Which brings us to - does the slightly greater diameter wound channel ( 5 hundreths of an inch to start with) offset the velocity loss under that of a .45 enough to proclaim the .50 is markedly better? Is it significant enough to claim the .50 is ideal and the .45 is inadequate? The same trend continues with the .54 and .58 but more noticably so.

Round balls seem to be a whole different game, with exiting rarely occuring. Is this right? Not to mention being a ballistic nightmare. I notice that Hogden gives a .50 patched ball about 100 fps OVER a .45 at the muzzle. Does anyone know at what distances the increased drag overcomes the extra momentum the .50 has going for it and it drops behind the .45?

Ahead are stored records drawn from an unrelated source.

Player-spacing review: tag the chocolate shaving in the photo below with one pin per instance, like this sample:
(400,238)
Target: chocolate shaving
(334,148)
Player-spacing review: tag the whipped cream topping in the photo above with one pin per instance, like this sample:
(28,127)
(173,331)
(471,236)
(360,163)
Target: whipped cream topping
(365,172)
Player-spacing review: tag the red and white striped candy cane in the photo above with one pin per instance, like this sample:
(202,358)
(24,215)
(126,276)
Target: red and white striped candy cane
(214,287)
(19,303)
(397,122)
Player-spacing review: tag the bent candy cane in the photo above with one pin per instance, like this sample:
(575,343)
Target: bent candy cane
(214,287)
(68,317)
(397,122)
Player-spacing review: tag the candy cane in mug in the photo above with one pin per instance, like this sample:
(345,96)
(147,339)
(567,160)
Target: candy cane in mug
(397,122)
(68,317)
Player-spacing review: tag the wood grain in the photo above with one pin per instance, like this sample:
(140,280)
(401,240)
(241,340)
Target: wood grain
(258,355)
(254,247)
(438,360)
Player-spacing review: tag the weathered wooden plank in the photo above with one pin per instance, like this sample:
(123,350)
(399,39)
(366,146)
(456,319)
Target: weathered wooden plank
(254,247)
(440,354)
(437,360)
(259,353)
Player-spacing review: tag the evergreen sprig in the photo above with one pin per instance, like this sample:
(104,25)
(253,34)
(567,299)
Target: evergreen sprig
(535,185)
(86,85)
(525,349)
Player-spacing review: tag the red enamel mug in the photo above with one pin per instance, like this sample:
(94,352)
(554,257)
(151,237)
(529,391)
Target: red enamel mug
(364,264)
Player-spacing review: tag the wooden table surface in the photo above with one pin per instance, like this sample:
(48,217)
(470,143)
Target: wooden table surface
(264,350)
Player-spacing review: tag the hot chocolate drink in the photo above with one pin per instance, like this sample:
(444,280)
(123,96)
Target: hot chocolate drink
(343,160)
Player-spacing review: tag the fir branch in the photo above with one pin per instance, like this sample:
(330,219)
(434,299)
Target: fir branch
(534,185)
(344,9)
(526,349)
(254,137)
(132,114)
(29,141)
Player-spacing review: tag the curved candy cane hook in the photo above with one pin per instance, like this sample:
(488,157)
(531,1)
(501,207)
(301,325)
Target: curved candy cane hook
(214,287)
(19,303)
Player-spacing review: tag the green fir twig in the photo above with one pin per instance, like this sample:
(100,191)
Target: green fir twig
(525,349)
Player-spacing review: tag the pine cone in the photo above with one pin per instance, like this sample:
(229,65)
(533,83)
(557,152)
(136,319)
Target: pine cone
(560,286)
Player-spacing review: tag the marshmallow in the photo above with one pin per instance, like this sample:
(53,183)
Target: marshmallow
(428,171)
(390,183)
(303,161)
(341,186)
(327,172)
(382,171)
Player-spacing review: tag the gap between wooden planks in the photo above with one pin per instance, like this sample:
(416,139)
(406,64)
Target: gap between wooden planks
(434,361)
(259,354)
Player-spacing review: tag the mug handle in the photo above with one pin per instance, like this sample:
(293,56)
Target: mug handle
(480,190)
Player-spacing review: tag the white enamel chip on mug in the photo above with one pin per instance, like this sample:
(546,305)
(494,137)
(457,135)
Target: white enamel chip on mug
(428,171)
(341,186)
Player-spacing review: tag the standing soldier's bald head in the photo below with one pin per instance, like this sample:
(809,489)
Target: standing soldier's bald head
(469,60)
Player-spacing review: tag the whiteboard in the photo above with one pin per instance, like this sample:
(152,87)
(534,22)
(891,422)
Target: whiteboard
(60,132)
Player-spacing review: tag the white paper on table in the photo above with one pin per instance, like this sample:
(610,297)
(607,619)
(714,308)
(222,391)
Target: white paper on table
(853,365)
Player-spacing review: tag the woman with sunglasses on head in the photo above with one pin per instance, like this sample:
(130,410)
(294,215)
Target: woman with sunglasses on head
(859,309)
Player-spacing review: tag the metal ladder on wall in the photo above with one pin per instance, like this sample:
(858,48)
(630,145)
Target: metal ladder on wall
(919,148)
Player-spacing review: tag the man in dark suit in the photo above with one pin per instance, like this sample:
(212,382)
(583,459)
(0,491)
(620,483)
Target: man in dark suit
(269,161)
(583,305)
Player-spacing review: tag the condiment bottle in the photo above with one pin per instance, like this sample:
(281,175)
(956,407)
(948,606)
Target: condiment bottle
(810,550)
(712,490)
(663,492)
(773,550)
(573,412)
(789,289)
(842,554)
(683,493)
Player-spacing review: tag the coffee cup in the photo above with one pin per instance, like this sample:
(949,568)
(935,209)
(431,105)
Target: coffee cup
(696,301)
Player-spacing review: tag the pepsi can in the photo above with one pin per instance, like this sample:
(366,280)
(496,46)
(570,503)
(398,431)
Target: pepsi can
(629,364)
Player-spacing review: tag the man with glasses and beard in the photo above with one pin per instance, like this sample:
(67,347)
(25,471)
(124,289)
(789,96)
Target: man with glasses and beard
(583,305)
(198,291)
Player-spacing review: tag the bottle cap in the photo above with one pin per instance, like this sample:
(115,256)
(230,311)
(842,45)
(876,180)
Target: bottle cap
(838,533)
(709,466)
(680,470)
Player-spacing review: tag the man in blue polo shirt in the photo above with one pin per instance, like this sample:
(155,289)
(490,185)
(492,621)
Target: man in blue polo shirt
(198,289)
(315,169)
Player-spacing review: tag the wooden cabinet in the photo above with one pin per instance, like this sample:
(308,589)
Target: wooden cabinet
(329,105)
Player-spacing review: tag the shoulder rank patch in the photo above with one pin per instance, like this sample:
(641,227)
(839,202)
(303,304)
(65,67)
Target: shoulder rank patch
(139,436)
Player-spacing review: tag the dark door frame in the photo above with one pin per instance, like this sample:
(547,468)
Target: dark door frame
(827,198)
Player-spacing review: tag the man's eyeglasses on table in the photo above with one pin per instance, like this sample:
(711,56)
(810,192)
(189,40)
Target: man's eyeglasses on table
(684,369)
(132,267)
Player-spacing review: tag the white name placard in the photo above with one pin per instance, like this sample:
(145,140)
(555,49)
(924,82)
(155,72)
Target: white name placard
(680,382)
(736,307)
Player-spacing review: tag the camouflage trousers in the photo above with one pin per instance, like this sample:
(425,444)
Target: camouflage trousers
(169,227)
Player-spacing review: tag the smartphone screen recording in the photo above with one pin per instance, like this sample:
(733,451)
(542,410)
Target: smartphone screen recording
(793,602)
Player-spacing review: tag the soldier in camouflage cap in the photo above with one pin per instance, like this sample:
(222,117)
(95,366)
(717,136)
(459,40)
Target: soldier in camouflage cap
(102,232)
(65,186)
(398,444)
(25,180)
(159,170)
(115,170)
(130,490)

This could be a roundabout way of trying to justify a purchase of Lyman Great Plains .50 though :)

On the matter of black powder I'm pretty ignorant. Been shooting it for 10 years, but never really interested enough to pursue it more depth - until now. Anyone have any book suggestions that deal with these issues?

Thanks again,
Borf
 
I took my first ML kill this year with a .50 round ball. I'd agree that a .45 cal 127gr roundball is the marginal for deer. Our past state game regs that required over 45 cal were based on round ball thinking. If your twist rates can handle heavier maxi's then go for it.

Tom
 
Many years ago (30?) my first smokepole was a .45 CVA sidehammer with a long twist, suited for patched roundballs only. It never failed to exit whitetail in the 120 pound class, usually including one or both shoulder bones. All except one were within 100 yds, usually under 75 yds. This is a small sample, maybe 9 or 10 before moving on to .50 cal. Fifty cal offers lots more versatality and flatter shots to justify scopes, which are now legal in these parts.
I've had heavy 50 cal bullets penetrate lengthwise on these deer, but now use 225gr .45 pistol bullet with sabot. Accuracy and trajectory seem ideal for my purposes, and there is plenty of energy at the end of my range.
 
For round balls, the mass is a function of the cube of the radius*. A 50-caliber ball is 37% heavier than a 45-caliber ball.

Art

* Volume of a sphere = 4/3 x Pi x the cube of the radius.